The xz release tarballs from 5.6.0 in late February and 5.6.1 on March 9th both contain malicious code. A pair of compressed files in the repository contain the majority of the malicious patch, disguised as test files. In practice, this means that looking at the repository doesn’t reveal anything amiss, but downloading the release tarballs gives you the compromised code.
This was discovered because SSH logins on a Debian sid were taking longer, with more CPU cycles than expected. And interestingly, Valgrind was throwing unexpected errors when running on the liblzma library. That last bit was first discovered on February 24th, immediately after the 5.6.0 release. The xz-utils package failed its tests on Gentoo builds.

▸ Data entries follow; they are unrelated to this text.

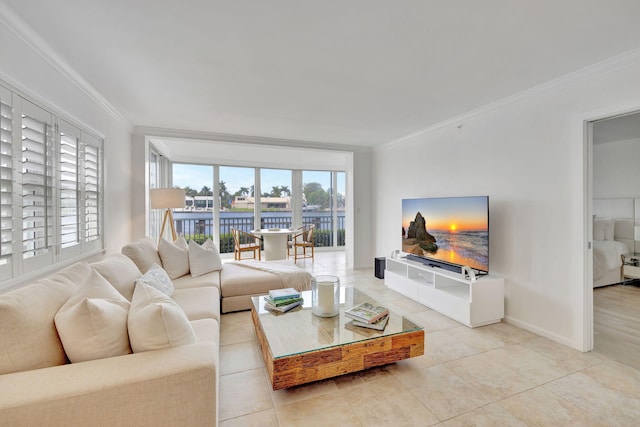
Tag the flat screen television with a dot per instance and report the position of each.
(447, 232)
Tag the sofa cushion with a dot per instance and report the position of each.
(157, 278)
(188, 281)
(206, 330)
(28, 336)
(238, 280)
(198, 303)
(143, 253)
(120, 271)
(92, 324)
(174, 256)
(156, 321)
(204, 259)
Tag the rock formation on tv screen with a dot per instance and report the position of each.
(418, 235)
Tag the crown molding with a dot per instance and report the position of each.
(601, 68)
(32, 39)
(155, 132)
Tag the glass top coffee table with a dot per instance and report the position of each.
(299, 347)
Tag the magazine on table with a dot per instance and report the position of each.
(378, 325)
(285, 293)
(367, 312)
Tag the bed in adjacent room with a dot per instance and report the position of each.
(613, 238)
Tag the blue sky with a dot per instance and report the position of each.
(197, 176)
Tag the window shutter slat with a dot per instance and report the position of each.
(37, 221)
(6, 177)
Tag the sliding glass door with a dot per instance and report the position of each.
(275, 198)
(237, 203)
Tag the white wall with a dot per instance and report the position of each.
(29, 72)
(527, 154)
(616, 169)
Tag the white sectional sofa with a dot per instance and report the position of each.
(49, 376)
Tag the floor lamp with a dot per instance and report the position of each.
(167, 198)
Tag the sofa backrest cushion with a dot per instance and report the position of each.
(143, 253)
(92, 324)
(156, 321)
(157, 278)
(120, 271)
(174, 256)
(204, 259)
(28, 336)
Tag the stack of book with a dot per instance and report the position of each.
(367, 315)
(283, 299)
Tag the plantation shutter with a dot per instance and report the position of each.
(69, 197)
(37, 173)
(92, 188)
(6, 178)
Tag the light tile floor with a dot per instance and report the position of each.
(496, 375)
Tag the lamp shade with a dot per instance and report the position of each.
(166, 198)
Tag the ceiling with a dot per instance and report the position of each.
(357, 72)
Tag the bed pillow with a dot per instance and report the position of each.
(204, 259)
(174, 256)
(157, 278)
(598, 230)
(156, 321)
(92, 324)
(604, 229)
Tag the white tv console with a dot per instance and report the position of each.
(471, 302)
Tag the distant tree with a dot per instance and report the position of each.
(188, 191)
(225, 197)
(275, 191)
(205, 191)
(284, 191)
(316, 195)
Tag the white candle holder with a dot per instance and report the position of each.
(325, 295)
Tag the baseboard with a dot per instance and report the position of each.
(542, 332)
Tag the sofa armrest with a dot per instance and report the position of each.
(169, 387)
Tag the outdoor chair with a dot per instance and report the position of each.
(245, 242)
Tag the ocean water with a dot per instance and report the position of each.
(472, 245)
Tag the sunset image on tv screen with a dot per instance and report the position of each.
(452, 229)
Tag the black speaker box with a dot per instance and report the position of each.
(379, 267)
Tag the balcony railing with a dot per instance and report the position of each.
(200, 229)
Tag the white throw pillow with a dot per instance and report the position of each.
(158, 278)
(174, 256)
(92, 324)
(156, 321)
(204, 259)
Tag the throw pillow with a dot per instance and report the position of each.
(204, 259)
(120, 271)
(92, 324)
(174, 256)
(156, 321)
(157, 278)
(143, 253)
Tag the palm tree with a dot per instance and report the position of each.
(284, 190)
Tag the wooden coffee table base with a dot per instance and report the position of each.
(316, 365)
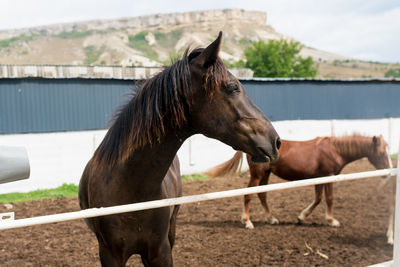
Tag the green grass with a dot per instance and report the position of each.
(139, 42)
(92, 54)
(66, 190)
(22, 38)
(73, 34)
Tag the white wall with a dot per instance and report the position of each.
(58, 158)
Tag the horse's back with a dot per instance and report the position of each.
(304, 159)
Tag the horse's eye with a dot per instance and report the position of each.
(232, 88)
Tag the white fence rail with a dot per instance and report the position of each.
(94, 212)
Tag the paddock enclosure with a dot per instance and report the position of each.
(209, 233)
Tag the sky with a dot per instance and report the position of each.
(363, 29)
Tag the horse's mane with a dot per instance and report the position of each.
(355, 144)
(159, 103)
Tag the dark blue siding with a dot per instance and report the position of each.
(46, 105)
(292, 100)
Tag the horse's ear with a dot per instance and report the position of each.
(210, 54)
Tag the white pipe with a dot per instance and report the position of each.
(94, 212)
(396, 246)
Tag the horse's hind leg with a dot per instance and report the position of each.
(329, 205)
(159, 255)
(263, 199)
(389, 233)
(172, 227)
(307, 211)
(109, 259)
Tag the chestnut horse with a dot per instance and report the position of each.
(322, 156)
(137, 160)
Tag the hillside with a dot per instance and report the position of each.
(153, 40)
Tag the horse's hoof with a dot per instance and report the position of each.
(273, 220)
(249, 225)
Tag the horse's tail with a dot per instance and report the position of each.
(227, 168)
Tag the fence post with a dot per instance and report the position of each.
(396, 246)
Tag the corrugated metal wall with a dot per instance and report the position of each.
(326, 99)
(46, 105)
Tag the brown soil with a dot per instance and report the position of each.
(210, 234)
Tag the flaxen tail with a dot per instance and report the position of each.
(227, 168)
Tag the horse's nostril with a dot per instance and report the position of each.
(278, 143)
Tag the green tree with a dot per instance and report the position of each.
(279, 59)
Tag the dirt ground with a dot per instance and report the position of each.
(210, 233)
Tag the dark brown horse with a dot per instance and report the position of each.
(136, 160)
(322, 156)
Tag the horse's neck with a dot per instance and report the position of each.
(351, 149)
(151, 163)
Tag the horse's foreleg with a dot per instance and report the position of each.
(108, 258)
(329, 205)
(390, 233)
(245, 219)
(307, 211)
(263, 199)
(160, 255)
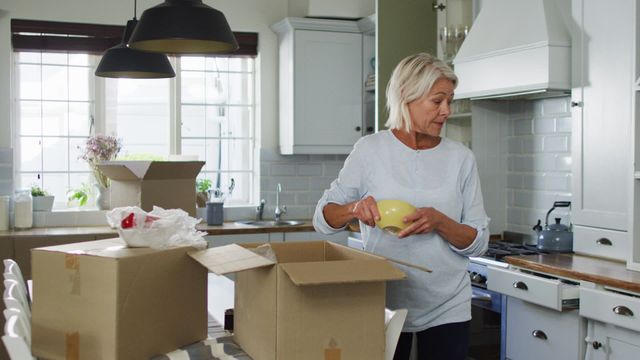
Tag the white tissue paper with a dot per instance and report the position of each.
(158, 229)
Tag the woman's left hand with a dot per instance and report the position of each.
(422, 221)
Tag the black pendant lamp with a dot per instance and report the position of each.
(121, 61)
(183, 27)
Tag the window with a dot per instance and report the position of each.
(207, 111)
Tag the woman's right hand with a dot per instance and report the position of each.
(366, 210)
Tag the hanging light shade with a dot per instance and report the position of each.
(183, 27)
(121, 61)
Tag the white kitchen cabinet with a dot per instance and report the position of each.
(602, 80)
(321, 85)
(535, 332)
(608, 342)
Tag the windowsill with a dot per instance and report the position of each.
(94, 217)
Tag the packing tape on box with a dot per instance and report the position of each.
(72, 264)
(333, 352)
(72, 345)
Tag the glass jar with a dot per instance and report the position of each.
(22, 209)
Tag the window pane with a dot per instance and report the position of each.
(29, 57)
(76, 148)
(55, 154)
(193, 87)
(29, 82)
(54, 82)
(54, 118)
(240, 88)
(54, 58)
(30, 114)
(238, 122)
(30, 154)
(193, 120)
(79, 119)
(192, 63)
(237, 154)
(79, 83)
(79, 59)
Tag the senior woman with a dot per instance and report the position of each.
(411, 162)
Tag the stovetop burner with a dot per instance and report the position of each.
(499, 249)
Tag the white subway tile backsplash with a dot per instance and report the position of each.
(309, 169)
(544, 125)
(523, 127)
(556, 144)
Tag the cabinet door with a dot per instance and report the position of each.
(534, 332)
(601, 110)
(608, 342)
(328, 91)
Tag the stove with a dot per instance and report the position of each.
(488, 310)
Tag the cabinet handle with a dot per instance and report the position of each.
(539, 334)
(622, 310)
(520, 285)
(437, 6)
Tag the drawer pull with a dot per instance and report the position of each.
(539, 334)
(520, 285)
(622, 310)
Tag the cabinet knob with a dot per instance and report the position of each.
(539, 334)
(622, 310)
(520, 285)
(437, 6)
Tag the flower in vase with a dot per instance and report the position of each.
(100, 148)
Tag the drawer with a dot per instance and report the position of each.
(610, 307)
(552, 293)
(534, 332)
(611, 244)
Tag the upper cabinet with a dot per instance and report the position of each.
(321, 85)
(602, 81)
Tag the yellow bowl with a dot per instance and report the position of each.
(391, 214)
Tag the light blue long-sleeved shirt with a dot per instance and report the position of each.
(445, 178)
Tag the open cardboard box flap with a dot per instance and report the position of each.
(340, 272)
(151, 170)
(229, 259)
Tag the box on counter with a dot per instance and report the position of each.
(102, 300)
(168, 184)
(319, 300)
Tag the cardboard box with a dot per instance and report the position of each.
(168, 184)
(319, 301)
(102, 300)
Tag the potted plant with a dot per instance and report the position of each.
(203, 186)
(42, 200)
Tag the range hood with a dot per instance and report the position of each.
(516, 49)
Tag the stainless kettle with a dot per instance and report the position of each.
(555, 237)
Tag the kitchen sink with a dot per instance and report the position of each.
(270, 223)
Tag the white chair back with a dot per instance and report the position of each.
(12, 272)
(394, 321)
(14, 339)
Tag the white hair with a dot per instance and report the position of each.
(413, 77)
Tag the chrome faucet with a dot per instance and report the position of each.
(260, 209)
(279, 211)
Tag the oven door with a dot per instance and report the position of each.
(487, 338)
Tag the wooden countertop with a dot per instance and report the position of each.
(580, 267)
(227, 228)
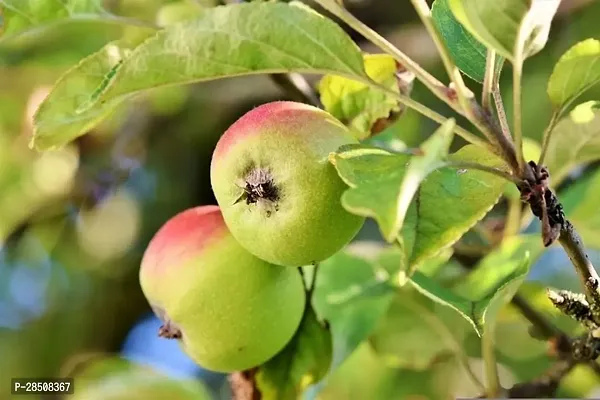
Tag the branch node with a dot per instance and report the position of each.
(575, 306)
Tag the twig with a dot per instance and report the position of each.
(517, 113)
(484, 168)
(574, 305)
(434, 85)
(547, 135)
(544, 386)
(541, 324)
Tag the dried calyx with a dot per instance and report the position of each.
(259, 186)
(168, 330)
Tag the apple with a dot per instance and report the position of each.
(279, 194)
(230, 310)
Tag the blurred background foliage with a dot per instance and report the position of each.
(74, 223)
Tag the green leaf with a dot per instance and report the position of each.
(365, 376)
(21, 15)
(358, 105)
(435, 150)
(576, 71)
(492, 283)
(351, 294)
(515, 29)
(56, 121)
(447, 204)
(296, 39)
(581, 205)
(416, 332)
(468, 53)
(358, 167)
(575, 140)
(304, 361)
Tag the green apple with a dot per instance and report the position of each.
(279, 194)
(231, 310)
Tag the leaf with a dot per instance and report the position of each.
(580, 201)
(575, 140)
(492, 283)
(435, 149)
(447, 204)
(21, 15)
(56, 121)
(304, 361)
(365, 376)
(468, 53)
(358, 105)
(576, 71)
(296, 39)
(388, 180)
(515, 29)
(351, 294)
(416, 332)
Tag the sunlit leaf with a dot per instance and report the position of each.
(575, 72)
(516, 29)
(58, 31)
(446, 205)
(296, 39)
(491, 284)
(21, 15)
(351, 294)
(580, 201)
(468, 53)
(56, 120)
(360, 106)
(399, 188)
(575, 140)
(366, 376)
(435, 151)
(304, 361)
(416, 331)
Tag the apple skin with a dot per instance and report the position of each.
(231, 310)
(301, 220)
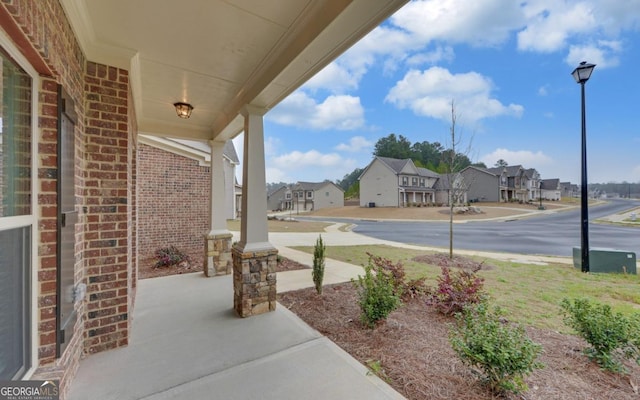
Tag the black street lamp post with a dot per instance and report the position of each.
(581, 74)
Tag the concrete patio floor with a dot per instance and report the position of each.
(187, 343)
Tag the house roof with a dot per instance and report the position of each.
(483, 170)
(194, 149)
(217, 55)
(397, 165)
(511, 170)
(530, 173)
(394, 163)
(312, 186)
(549, 184)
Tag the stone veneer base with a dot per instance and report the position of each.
(254, 281)
(217, 254)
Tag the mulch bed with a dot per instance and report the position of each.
(147, 269)
(416, 358)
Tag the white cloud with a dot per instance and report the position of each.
(526, 158)
(635, 174)
(356, 144)
(604, 54)
(430, 93)
(298, 159)
(336, 112)
(542, 90)
(335, 78)
(313, 165)
(551, 23)
(479, 23)
(439, 54)
(271, 145)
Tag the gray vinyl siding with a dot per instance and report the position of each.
(482, 186)
(379, 185)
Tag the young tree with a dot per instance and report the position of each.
(453, 162)
(393, 147)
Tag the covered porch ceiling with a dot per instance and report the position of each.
(217, 55)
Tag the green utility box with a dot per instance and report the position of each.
(607, 260)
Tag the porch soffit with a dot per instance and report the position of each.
(218, 55)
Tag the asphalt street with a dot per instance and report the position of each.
(549, 234)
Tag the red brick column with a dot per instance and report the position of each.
(107, 208)
(47, 221)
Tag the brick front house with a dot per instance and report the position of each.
(81, 79)
(173, 194)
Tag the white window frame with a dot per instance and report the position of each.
(31, 219)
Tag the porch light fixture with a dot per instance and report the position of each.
(581, 74)
(183, 109)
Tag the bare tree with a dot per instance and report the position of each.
(454, 183)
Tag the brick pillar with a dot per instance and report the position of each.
(254, 281)
(217, 257)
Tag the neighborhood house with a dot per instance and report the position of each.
(306, 196)
(391, 182)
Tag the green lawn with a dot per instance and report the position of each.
(284, 226)
(530, 294)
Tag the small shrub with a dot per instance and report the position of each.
(501, 354)
(613, 337)
(457, 290)
(318, 264)
(169, 256)
(402, 288)
(376, 294)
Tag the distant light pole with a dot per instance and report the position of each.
(581, 74)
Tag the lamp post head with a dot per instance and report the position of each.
(582, 73)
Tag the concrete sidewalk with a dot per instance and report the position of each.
(187, 343)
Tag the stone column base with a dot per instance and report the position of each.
(254, 281)
(217, 254)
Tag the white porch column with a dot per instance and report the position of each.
(254, 258)
(218, 189)
(217, 260)
(253, 227)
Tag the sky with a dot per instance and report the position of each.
(506, 67)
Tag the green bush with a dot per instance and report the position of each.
(613, 337)
(457, 290)
(376, 294)
(168, 256)
(499, 352)
(318, 264)
(403, 288)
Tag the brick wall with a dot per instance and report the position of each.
(173, 202)
(104, 178)
(106, 196)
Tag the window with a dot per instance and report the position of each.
(16, 218)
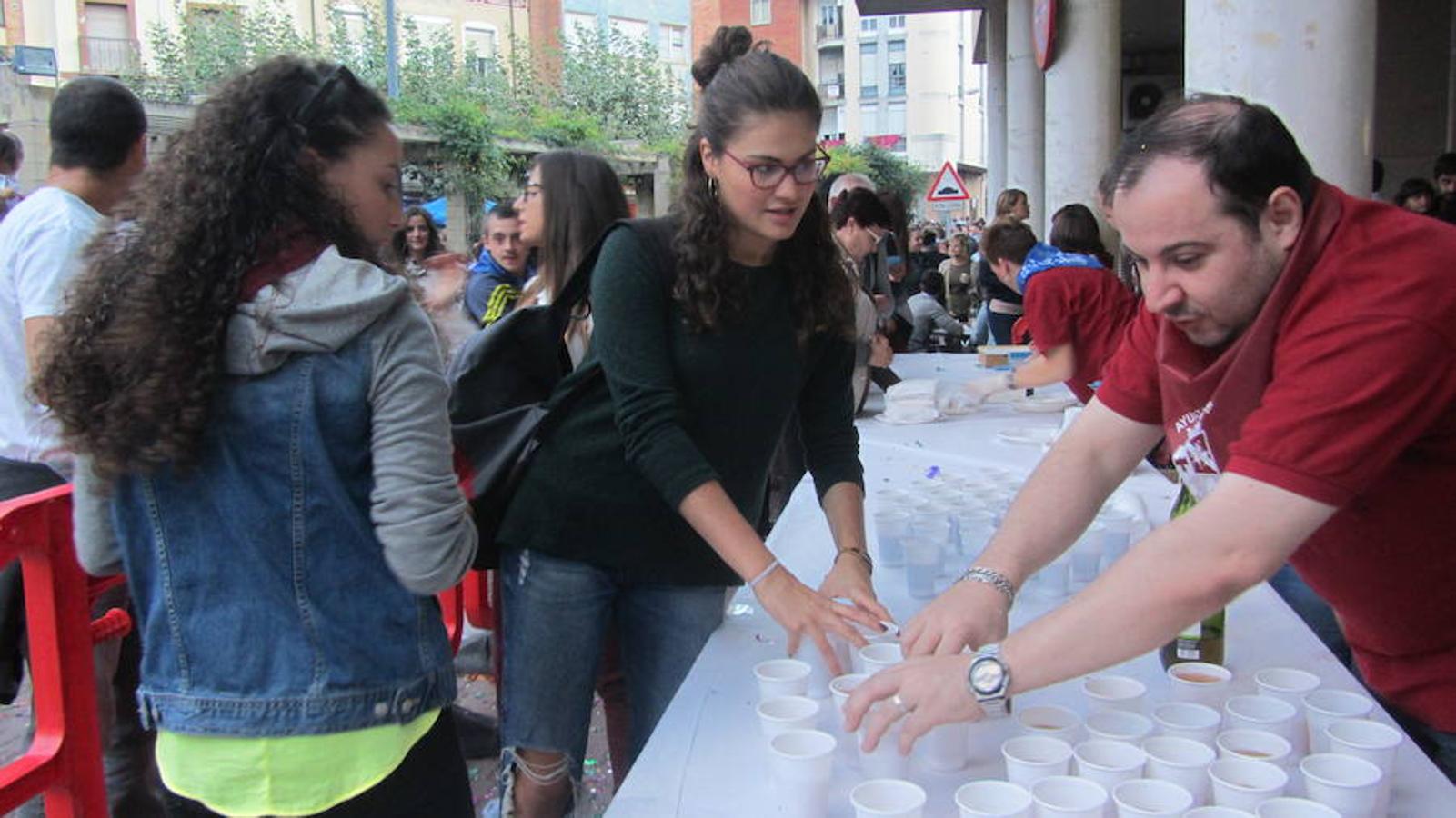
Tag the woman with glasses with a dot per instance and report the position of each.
(259, 420)
(712, 326)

One of the xz maintainers, [Jia Tan], weighed in on that Gentoo bug, suggesting that it was a GCC bug causing the Valgrind errors. This is the same developer that pushed the malicious archive files and minted the tainted releases. And as if to clear up any remaining doubts, the developer doubled down in a GitHub commit, working around the Valgrind errors, and linking to a completely unrelated GCC bug report claiming it to be this issue.
At this point, the only reasonable conclusion is that the person in control of the [JiaT75] GitHub account is a malicious actor and is completely untrustworthy. What’s unclear is if this is still the same developer that has been co-maintaining the project since August 2022. It’s possible that [Jia Tan] has always been a bad actor, or that account may be completely compromised.
What About SSH?
What may not be clear is the connection to SSH. And it’s a trip. Many Linux distros patch sshd to add systemd features, and libsystemd pulls the liblzma library. That means the liblzma initialization code gets run when sshd starts. In the malicious code, the library checks argv[0], which is the name of the program being executed, for /usr/bin/sshd. Additionally it seems to check for debugging tools like rr and gdb. If the checks are green, liblzma replaces a few function calls with its own code. It’s a complicated dance, but the exploit is specifically looking to replace RSA_public_decrypt.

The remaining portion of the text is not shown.